The Jackson Laboratory (JAX) said today it has won $28.3 million over 5 years from the NIH to fund the second phase of its Knockout Mouse Production and Phenotyping Project (KOMP2).

JAX said the funding will enable it to use CRISPR/Cas9 gene editing to generate, breed, cryopreserve, and clinically assess the health and well-being of 1,000 lines of mice.

For each of the new mouse lines, JAX said, it will assess body weight and composition, metabolic and physiological parameters, and behavioral and cognitive function at several age points.

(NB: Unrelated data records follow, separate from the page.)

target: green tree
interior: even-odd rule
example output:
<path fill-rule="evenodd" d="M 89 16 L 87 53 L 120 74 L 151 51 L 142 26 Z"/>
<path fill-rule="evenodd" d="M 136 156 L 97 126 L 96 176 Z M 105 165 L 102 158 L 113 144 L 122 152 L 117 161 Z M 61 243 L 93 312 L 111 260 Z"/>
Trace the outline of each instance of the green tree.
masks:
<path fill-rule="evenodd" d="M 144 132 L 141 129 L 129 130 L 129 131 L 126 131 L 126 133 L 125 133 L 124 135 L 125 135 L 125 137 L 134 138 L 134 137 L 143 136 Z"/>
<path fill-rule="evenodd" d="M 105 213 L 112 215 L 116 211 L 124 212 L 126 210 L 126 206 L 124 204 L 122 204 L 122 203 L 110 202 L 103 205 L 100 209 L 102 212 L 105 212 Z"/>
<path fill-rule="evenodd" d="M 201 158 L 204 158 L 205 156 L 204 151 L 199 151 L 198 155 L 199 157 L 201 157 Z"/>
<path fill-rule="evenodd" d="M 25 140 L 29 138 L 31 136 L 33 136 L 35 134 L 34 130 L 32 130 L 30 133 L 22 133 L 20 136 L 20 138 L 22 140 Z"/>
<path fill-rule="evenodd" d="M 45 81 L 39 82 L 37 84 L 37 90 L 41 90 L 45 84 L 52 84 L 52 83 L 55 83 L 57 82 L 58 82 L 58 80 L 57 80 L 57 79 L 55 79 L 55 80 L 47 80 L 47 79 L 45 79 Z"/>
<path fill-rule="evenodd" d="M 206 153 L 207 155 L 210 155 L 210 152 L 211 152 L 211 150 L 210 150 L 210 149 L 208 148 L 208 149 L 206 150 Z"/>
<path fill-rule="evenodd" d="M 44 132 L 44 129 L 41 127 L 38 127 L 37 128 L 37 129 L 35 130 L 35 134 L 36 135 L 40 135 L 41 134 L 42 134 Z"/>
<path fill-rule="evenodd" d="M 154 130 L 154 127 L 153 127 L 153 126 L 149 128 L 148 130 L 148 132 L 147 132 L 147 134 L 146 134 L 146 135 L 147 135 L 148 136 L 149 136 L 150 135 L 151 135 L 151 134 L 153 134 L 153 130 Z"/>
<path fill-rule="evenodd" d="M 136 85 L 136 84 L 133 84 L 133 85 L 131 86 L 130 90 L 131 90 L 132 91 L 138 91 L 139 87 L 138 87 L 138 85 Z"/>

Both the mice and the resulting data will be made available to the worldwide scientific community prior to publication, JAX said, adding that researchers will work with the scientific community to select genes of exceptional interest, genes for which little is presently known, and genes predicted to function in select pathways.

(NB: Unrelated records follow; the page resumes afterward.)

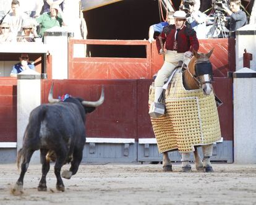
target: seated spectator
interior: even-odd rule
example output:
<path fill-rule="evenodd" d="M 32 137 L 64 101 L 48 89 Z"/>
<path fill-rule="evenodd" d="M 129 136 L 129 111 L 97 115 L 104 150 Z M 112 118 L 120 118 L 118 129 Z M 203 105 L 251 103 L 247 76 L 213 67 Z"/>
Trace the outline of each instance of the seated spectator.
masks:
<path fill-rule="evenodd" d="M 21 35 L 22 24 L 28 16 L 20 11 L 20 2 L 17 0 L 12 0 L 12 10 L 6 15 L 3 22 L 6 22 L 10 25 L 11 31 L 17 36 Z"/>
<path fill-rule="evenodd" d="M 47 30 L 54 27 L 61 27 L 66 25 L 62 19 L 63 13 L 59 9 L 58 4 L 53 4 L 51 6 L 50 12 L 41 15 L 36 19 L 37 22 L 40 26 L 39 35 L 43 37 L 44 33 Z"/>
<path fill-rule="evenodd" d="M 34 25 L 27 21 L 22 25 L 22 33 L 20 36 L 17 36 L 17 42 L 35 42 Z"/>
<path fill-rule="evenodd" d="M 241 0 L 231 0 L 229 9 L 223 4 L 224 11 L 230 16 L 229 30 L 236 31 L 238 28 L 247 24 L 245 12 L 240 9 Z"/>
<path fill-rule="evenodd" d="M 13 34 L 10 31 L 10 26 L 7 23 L 2 23 L 0 25 L 0 43 L 13 41 L 15 41 Z"/>
<path fill-rule="evenodd" d="M 27 69 L 35 70 L 35 65 L 28 62 L 28 54 L 22 53 L 19 59 L 20 62 L 15 64 L 11 72 L 10 76 L 12 77 L 17 77 L 17 74 Z"/>
<path fill-rule="evenodd" d="M 161 33 L 162 33 L 163 28 L 164 27 L 166 27 L 171 24 L 174 24 L 174 19 L 173 18 L 174 13 L 174 12 L 173 11 L 170 11 L 168 12 L 166 22 L 163 22 L 156 24 L 151 25 L 148 31 L 148 41 L 150 41 L 150 43 L 152 43 L 152 41 L 154 40 L 155 32 Z"/>
<path fill-rule="evenodd" d="M 53 4 L 59 6 L 60 9 L 63 11 L 64 0 L 43 0 L 43 4 L 40 14 L 50 12 L 50 7 Z"/>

JAX Professor and Janeway Distinguished Chair Robert Braun, Ph.D., serves as principal investigator for the grant, with co-investigators Stephen Murray, Ph.D., and Karen Svenson, Ph.D.

In a statement, Dr. Braun noted that while mice and humans share approximately 20,000 genes, researchers have little or no data for more than half of these genes. Since 2006, researchers worldwide have been working to generate a targeted knockout mutation for every gene in the mouse genome: “Deleting individual genes in this way provides valuable clues to the genes’ function.”

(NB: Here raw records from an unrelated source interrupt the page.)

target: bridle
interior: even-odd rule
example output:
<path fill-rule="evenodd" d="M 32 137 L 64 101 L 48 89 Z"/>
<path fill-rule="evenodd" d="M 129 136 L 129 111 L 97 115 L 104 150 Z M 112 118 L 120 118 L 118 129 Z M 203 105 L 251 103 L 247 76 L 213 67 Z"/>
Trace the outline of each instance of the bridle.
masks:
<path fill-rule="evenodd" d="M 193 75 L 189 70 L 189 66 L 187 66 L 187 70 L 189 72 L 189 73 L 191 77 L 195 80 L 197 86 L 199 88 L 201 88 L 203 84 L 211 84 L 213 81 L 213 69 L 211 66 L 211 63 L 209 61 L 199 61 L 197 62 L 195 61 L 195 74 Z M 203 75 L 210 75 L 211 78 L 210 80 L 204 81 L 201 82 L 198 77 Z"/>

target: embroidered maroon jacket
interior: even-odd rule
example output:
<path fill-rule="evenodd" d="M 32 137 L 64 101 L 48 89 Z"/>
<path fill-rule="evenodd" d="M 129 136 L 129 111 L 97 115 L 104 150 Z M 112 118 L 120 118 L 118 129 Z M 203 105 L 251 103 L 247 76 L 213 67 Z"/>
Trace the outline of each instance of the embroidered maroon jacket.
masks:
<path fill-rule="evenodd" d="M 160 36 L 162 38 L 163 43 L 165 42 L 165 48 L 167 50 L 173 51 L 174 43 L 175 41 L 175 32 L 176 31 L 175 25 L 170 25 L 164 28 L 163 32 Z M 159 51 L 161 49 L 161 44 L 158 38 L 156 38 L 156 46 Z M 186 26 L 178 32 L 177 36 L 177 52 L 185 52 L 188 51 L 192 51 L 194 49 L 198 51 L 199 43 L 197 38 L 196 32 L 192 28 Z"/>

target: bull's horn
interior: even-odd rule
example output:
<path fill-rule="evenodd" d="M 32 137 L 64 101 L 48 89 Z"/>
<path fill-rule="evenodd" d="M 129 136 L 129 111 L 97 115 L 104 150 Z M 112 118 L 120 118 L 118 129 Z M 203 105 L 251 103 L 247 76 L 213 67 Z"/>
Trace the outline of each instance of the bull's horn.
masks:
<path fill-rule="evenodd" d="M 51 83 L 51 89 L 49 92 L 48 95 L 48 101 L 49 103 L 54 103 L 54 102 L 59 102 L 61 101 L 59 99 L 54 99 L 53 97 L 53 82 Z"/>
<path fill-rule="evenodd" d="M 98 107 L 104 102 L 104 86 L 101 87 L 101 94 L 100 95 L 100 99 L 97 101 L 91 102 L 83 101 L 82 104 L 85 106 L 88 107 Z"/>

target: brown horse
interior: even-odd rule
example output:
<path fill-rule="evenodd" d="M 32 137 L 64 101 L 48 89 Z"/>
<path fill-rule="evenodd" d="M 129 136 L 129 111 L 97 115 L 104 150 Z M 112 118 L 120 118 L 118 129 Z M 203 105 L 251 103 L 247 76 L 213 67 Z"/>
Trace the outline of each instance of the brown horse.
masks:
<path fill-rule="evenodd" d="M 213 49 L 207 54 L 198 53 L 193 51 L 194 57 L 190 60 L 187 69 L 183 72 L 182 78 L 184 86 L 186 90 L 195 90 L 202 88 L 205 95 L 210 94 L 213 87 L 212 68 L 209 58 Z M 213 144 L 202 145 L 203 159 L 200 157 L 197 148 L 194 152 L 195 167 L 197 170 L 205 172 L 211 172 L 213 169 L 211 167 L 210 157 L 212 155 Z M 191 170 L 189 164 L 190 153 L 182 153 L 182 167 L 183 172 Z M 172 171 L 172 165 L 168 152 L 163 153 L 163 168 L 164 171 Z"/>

JAX is part of the International Mouse Phenotyping Consortium (IMPC), formed to determine the function of every mammalian genegenetically and systematically, one gene at a time. The laboratory is among 18 research institutions that along with five national funders (including the NIH) are members of the IMPC.

The consortium is engaged in phenotyping the mice, with the goal of producing mouse models of genes with common functionality between mice and humans that can eventually lead to new models of human disease.